Rathbun took on the nickname “Kingpin,” surrounding himself with the same small band of apostates and ax-grinders he had met on the Internet. 

They slavishly fawned on his every word and he, in turn, called them his “Posse.”  All disaffected liars and reprobates, they shared something in common: None of them would ever be allowed into a Church of Scientology again. 

One of the posse—in an astounding breach of civil law—presided at the wedding of Rathbun and his trusty Mosey, though he was no licensed minister or officer of the court. 

Instead, and as is always the case with Rathbun—where logic does not apply—he is Kingpin’s “best good buddy,”  someone  who Rathbun once almost killed with his bare hands in a volcanic fit of rage.     

True to form, the “marriage” did not exactly get off to a good start. 

On their so-called honeymoon to New Orleans, Rathbun and Mosey set up court in a foul-smelling bar at the corner of Toulouse and Bourbon Streets, in the heart of the Big Easy’s notorious French Quarter. 

After Rathbun left the tavern to play basketball with a street hustler on the vomit-coated street outside, a bouncer denied him re-admittance. 

Rathbun’s response was to explode in rage. Meanwhile, inside the bar an inebriated Mosey was being groped by fellow drunks and, by all accounts, was loving every minute of it. 

Outside, a bellowing and shirtless Rathbun attracted the attention of two mounted police officers who pinned him up against the wall. 

He was handcuffed and arrested for drunken and disorderly conduct. 

And true to a now established pattern of behavior, Rathbun’s bravado dissolved into pitiful sobbing in the back of the police cruiser as it sped to the drunk tank. 

Rathbun’s long, slow fall from grace was now complete. 

Booked and photographed by the New Orleans Police Department, he was officially a criminal. 

But, he is more than that. 

Rathbun is a loser—one who has destroyed and perverted everything he has come into contact with. When Church members came to visit him, simply to ask why he had misappropriated Church beliefs for his own material gain, the blustering “free-speech” advocate lapsed into silence. 

He had no answers or explanations for them. 

The next several years saw Rathbun becoming increasingly violent and erratic, lashing out at the Church of Scientology in ever-increasing fits of rage.  People who know him recognized his familiar pattern of seeking out conflicts and, where none existed, inventing them.  Many rejected him for his arrogance and obvious disdain for people. And as his rants grew more and more irrational, people knew it was only a matter of time. 

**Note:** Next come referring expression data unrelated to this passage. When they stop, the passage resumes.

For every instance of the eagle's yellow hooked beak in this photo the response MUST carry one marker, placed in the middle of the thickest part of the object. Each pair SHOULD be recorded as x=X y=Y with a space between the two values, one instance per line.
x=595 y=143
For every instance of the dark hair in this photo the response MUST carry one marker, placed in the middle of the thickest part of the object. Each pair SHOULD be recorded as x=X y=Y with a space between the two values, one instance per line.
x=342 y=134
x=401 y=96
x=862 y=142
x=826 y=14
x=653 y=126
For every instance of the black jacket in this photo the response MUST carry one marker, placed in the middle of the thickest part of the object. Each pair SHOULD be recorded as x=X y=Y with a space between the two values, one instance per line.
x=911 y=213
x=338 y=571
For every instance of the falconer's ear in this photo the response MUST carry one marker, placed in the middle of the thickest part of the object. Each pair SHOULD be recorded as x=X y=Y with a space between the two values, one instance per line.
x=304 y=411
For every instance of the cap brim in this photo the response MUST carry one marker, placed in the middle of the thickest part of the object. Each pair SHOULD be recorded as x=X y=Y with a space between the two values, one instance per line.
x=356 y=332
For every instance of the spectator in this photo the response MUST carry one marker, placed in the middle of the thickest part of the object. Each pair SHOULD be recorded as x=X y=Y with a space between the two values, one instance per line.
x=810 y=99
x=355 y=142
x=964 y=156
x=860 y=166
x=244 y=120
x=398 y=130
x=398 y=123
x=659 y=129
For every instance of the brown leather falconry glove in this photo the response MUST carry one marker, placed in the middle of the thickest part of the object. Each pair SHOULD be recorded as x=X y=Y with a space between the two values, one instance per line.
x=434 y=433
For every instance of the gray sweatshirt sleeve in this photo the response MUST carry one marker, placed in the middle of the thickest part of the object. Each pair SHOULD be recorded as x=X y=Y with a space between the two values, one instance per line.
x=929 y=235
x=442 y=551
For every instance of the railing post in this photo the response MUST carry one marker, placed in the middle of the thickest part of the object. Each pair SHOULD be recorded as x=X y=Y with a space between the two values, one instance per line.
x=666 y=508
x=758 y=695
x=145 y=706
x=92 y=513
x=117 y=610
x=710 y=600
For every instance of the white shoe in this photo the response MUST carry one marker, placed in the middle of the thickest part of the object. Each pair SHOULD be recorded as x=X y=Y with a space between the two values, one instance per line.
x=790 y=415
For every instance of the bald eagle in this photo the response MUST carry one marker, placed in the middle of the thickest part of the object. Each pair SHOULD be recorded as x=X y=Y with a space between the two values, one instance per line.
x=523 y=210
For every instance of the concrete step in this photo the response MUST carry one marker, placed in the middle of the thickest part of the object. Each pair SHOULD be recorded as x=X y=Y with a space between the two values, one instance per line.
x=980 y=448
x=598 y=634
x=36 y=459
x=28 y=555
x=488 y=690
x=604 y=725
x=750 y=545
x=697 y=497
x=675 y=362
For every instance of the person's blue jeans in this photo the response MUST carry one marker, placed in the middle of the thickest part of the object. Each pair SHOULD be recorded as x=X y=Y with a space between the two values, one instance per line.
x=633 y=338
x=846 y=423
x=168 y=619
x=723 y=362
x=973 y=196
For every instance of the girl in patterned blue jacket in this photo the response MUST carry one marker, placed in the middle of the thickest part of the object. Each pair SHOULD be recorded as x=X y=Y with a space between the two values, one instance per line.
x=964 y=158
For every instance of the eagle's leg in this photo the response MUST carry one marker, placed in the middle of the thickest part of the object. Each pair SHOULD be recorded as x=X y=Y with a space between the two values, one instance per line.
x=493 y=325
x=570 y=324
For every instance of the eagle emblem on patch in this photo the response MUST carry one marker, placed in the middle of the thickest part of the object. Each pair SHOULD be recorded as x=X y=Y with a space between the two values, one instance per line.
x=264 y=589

Rathbun has a very long history of making false claims about the Church and he is totally unreliable. His descent to nowhere was complete when, on 4 June 2013, he posted the his latest guru missive: “The core ideas I propose and what I do cannot be accepted under the title ‘Scientology.’ I accept that. So, there is no more reason to discuss the chapter of trying to win folk over to my ideas to the contrary. It is history.” 

Given this, his journey has reached its inevitable conclusion. 

Because of his attacks on the Church of Scientology and his alteration of the Church’s teachings, Marty Rathbun is nothing more and nothing less than a squirrel.